By Prof. (Dr.) Sujata Bali Dean, IILM School of Law, Gurugram
As I sat with my thoughts and my phone to write about how AI can interact with legal education, my first impulse was to prompt a chatbot to write what it knows, and it was an afterthought to use my grey cells (human intelligence) and enjoy the process of writing.
So, let’s try it.
Scenario 1: (I admit that the temptation was too much to resist and I used a prompt to generate an answer): a popular chatbot told me that it will help in personalised learning, legal research, writing practice, simulations, freeing up time and possibly do everything except learn the law.
Scenario 2: I googled. (Old habits die hard.)
After the first page of google results and one research paper later, I knew better, AI will not substitute, or at least be able to challenge human lawyers just yet.
Scenario 3: So how can AI help the legal fraternity?
Here are some possibilities
- Saving time in learning established legal principles. Yes, rather than series of lectures, AI prompts can help in clearing doubts regarding a simple legal concept.
- Promise of speedy justice. Faster processing of documents should help move court cases faster.
- Learning anytime, anywhere. Students won’t need to wait for lectures for initiation and discussion on a legal topic.
- Drafting practices. Students won’t have to wait for a sneak peek to a legal document during internships.
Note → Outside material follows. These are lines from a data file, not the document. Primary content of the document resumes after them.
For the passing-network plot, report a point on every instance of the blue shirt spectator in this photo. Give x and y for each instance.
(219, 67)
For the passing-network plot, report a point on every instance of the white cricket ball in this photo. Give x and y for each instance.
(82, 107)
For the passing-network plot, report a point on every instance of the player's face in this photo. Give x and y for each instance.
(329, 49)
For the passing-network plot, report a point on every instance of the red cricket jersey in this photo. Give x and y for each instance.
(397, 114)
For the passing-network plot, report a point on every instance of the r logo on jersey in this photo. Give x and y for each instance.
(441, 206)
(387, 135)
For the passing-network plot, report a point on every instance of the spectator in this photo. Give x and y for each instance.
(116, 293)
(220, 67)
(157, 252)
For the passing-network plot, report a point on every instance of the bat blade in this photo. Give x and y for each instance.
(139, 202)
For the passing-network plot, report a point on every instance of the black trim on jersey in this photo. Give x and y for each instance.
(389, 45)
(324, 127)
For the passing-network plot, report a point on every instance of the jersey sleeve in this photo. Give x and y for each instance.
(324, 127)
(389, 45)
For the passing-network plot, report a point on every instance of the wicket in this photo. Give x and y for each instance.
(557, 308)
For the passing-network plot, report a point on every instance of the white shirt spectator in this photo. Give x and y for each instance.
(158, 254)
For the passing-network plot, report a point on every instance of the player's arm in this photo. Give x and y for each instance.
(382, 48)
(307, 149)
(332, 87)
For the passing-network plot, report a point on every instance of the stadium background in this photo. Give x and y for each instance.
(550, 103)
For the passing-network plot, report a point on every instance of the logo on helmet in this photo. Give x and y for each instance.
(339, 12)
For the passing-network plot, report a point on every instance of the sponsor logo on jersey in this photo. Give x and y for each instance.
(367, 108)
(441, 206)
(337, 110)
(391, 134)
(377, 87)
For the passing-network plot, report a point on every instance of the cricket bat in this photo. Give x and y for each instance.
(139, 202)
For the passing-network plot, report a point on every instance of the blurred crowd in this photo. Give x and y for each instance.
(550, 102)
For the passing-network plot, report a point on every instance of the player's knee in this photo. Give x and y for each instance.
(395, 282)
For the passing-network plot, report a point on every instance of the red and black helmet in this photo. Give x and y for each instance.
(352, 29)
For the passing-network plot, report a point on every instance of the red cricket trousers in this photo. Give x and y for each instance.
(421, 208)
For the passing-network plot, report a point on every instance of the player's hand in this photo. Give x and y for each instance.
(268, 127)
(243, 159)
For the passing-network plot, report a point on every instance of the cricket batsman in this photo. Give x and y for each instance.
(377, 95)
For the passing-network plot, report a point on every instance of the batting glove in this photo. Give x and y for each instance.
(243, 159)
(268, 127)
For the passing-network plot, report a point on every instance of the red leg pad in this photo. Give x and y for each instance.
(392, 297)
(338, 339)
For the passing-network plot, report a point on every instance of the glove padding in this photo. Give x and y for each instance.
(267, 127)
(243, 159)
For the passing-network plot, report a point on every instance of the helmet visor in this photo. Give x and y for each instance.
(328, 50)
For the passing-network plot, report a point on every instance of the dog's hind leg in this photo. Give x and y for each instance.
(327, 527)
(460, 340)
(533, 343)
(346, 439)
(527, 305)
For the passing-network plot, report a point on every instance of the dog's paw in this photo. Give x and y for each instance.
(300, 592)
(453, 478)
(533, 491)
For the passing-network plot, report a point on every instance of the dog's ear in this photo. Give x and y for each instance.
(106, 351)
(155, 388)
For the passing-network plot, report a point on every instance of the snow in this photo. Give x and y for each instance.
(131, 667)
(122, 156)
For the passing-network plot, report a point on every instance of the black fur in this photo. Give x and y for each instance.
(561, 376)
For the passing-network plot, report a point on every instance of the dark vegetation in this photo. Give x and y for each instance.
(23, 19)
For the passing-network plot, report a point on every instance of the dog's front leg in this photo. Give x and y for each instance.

They can practice the theory with AI.
- Learning international laws and studying it inter disciplinarily . With law being a social science now greatly affected by technological advancements, studying law with other disciplines becomes quintessential. AI can help develop a holistic understanding of law in a dynamic world.
What is it with AI that I have doubts about?
- AI will be as good as its sources, and not everything in the legal world has been documented thoroughly or applies universally.
- Can legal values like justice, fairness, equity be understood by artificial intelligence?
- Case result prediction and a judge’s prediction through AI may do more harm than good to legal education by dissuading a different line of argument.
- Existing human biases are likely to afflict AI deeply, if not dealt with consciously.
- Learners with access to better AI, to get better learning of law, seem unjust in itself.
Final thought: use AI like any other tool to help learn law, however, remember just because you have hammer, doesn’t mean that every problem is a nail.